NLP in Driverless AI

Driverless AI version 1.3 introduced support for Natural Language Processing (NLP) experiments for text classfication and regression problems. The Driverless AI platform has the ability to support both standalone text and text with other numerical values as predictive features. In particular, Driverless AI implements the following recipes and models.

Text-specific feature engineering recipes:

  • TFIDF, Frequency of n-grams
  • Truncated SVD
  • Word embeddings

Text-specific models to extract features from text:

  • Convolutional neural network models on word embeddings
  • Linear models on TFIDF vectors

A Typical NLP Example: Sentiment Analysis

The following section provides an NLP example. This information is based on the Automatic Feature Engineering for Text Analytics blog post. A similar example using the Python Client is available in Appendix A: The Python Client.
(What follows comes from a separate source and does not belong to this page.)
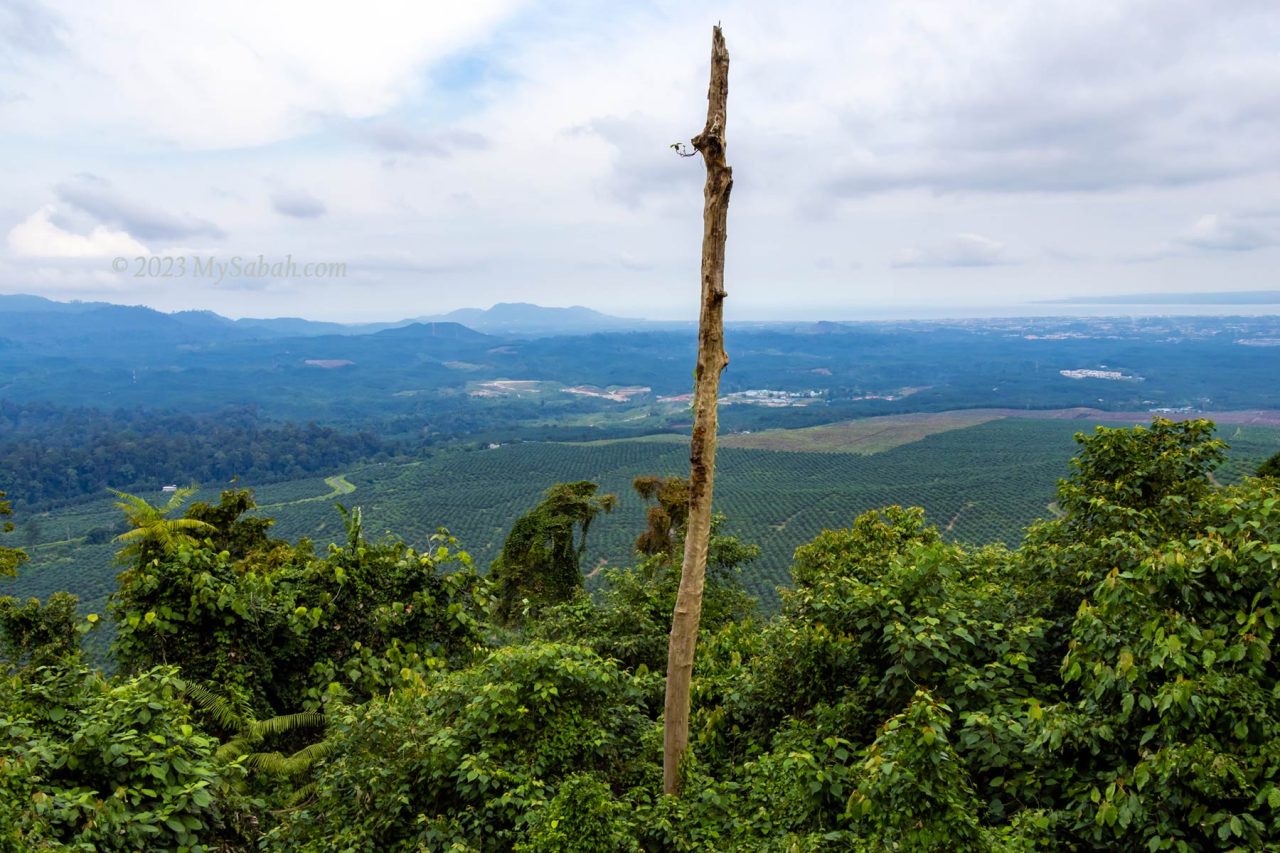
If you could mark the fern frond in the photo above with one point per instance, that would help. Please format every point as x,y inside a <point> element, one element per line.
<point>301,796</point>
<point>287,723</point>
<point>223,711</point>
This example uses a classical example of sentiment analysis on tweets using the US Airline Sentiment dataset from Figure Eight’s Data for Everyone library. We can split the dataset into training and test with this simple script. We will just use the tweets in the ‘text’ column and the sentiment (positive, negative or neutural) in the ‘airline_sentiment’ column for this demo. Here are some samples from the dataset:

Example text in dataset

Once we have our dataset ready in the tabular format, we are all set to use the Driverless AI. Similar to other problems in the Driverless AI setup, we need to choose the dataset, and then specify the target column (‘airline_sentiment’).

Example experiment settings

Because we don’t want to use any other columns in the dataset, we need to click on Dropped Cols, and then exclude everything but text as shown below:

Dropping columns in the dataset

Next, we will need to make sure TensorFlow is enabled for the experiment. We can go to Expert Settings and enable TensorFlow Models.

Enable TensorFlow models

At this point, we are ready to launch an experiment. Text features will be automatically generated and evaluated during the feature engineering process. Note that some features such as TextCNN rely on TensorFlow models. We recommend using GPU(s) to leverage the power of TensorFlow and accelerate the feature engineering process.

Enable TensorFlow models

Once the experiment is done, users can make new predictions and download the scoring pipeline just like any other Driverless AI experiments.